Lord Vaughn held up one long-fingered hand. "I shan't ask. For your edification, my ignorant young lady, Edward was the son of Lady Emily Lennox. Lady Emily Lennox married James Fitzgerald, the Earl of Kildare. Lady Emily's father was the Duke of Richmond, who was, in turn, first cousin to my grandmother."
"Which makes you…?" inquired Letty, trying desperately to untangle the mesh of titles.
"Exactly as I am," replied Vaughn, extending an arm. "Shall we rejoin your party? They seem to have strayed."
"Unless," retorted Letty, anxious to divert attention from Jane, who was poking into the foundations of the vault with more antiquarian fervor than one might expect from Miss Gilly Fairley, "we are the ones who have strayed."
"An estimable young lady like yourself?" replied Vaughn, turning her words into something else entirely as he drew her inexorably in the direction of Jane, Miss Gwen, and the beleaguered curate. "Never."
"I was wondering where you had got to!" exclaimed Jane. "Oh, do come look, Mrs. Alsdale, darling, at these wonderful pillars! Can't you just imagine hideous Count Alfonso walling lovely Dulcibelle into just such a crypt as this? I know I shall have nightmares for a week!"

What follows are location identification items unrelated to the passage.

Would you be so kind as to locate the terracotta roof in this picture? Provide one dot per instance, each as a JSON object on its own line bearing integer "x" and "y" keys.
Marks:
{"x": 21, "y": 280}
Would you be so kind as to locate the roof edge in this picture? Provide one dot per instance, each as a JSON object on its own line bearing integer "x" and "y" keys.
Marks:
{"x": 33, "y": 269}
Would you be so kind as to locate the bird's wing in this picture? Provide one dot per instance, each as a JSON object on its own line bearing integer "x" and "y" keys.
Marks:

"How lovely," said Letty weakly.
"And a sepulchre!" Jane darted past Lord Vaughn, and stretched out both hands to Lord Edward's humble casket in a gesture of exaggerated rapture.

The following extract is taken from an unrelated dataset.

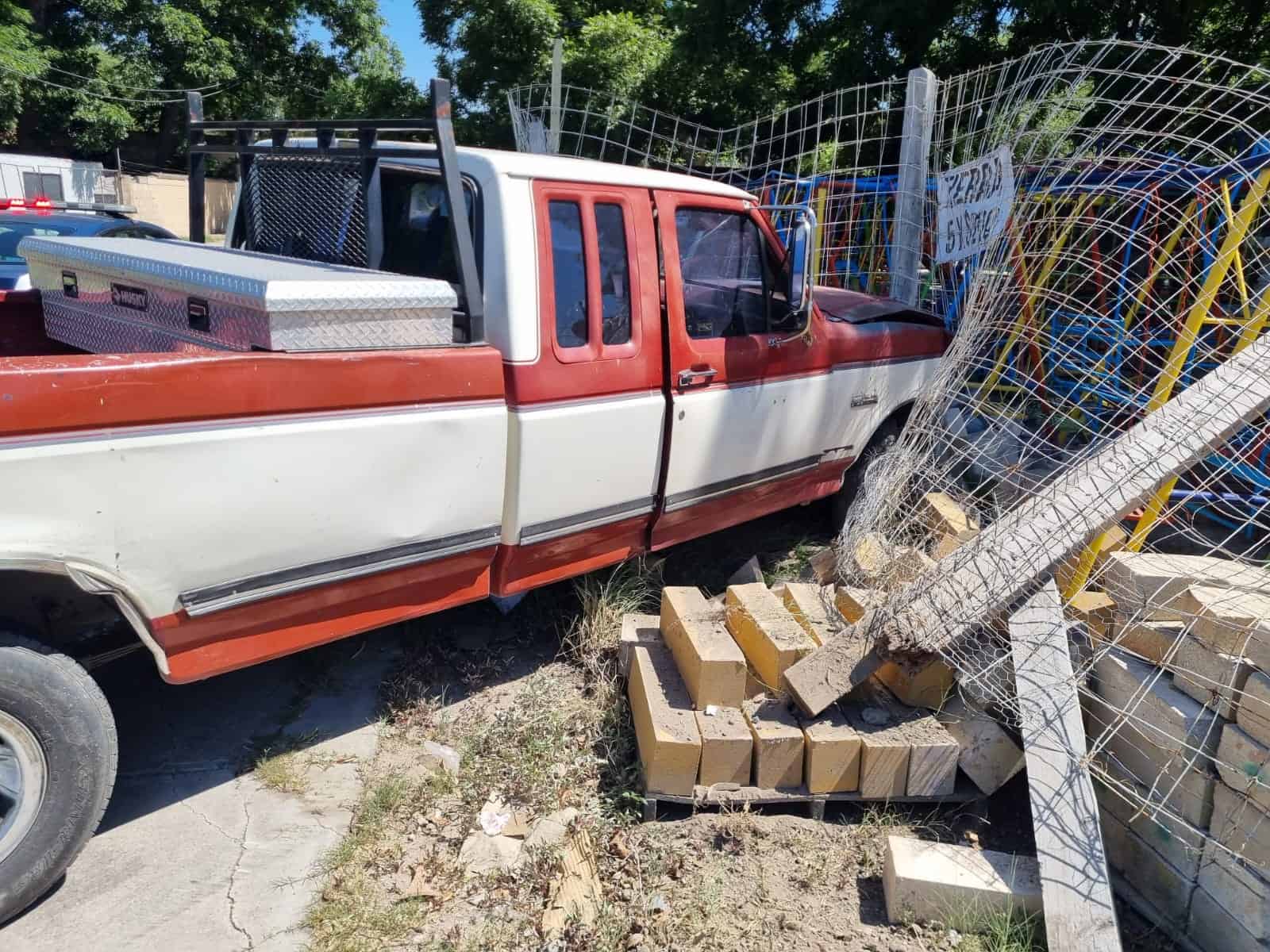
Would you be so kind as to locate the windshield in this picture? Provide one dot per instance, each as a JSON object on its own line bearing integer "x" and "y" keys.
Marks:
{"x": 14, "y": 232}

Within the space of a moment, she had run her hands over the top, peered beneath the base, and come up beaming. Beaming, Letty noticed, and empty-handed. Lord Vaughn's presence precluded a more thorough investigation, but, even to Letty's untrained eyes, the inspection appeared perfunctory. Reflexively, Letty's head tilted back, up to the vaulted roof, above which Lord Pinchingdale was…doing what?
"How gloriously gruesome!" Jane enthused, patting the top of Lord Edward's coffin like a much-beloved pet. "I do prefer the word 'sepulchre' to 'coffin,' don't you? It's just so much more…"
"Dramatic?" supplied Lord Vaughn.
"…horrid!" finished Jane triumphantly, brushing dirt off her gloves.
"Or horridly dramatic," murmured Vaughn.
"My dramatics are never horrid!" protested Jane, batting her eyelashes at Lord Vaughn. She put a finger to her cheek in exaggerated perplexity. "Or do I mean that my horrors are never dramatic?"
"I find it horrifying that we haven't yet been introduced." Lord Vaughn looked to Letty.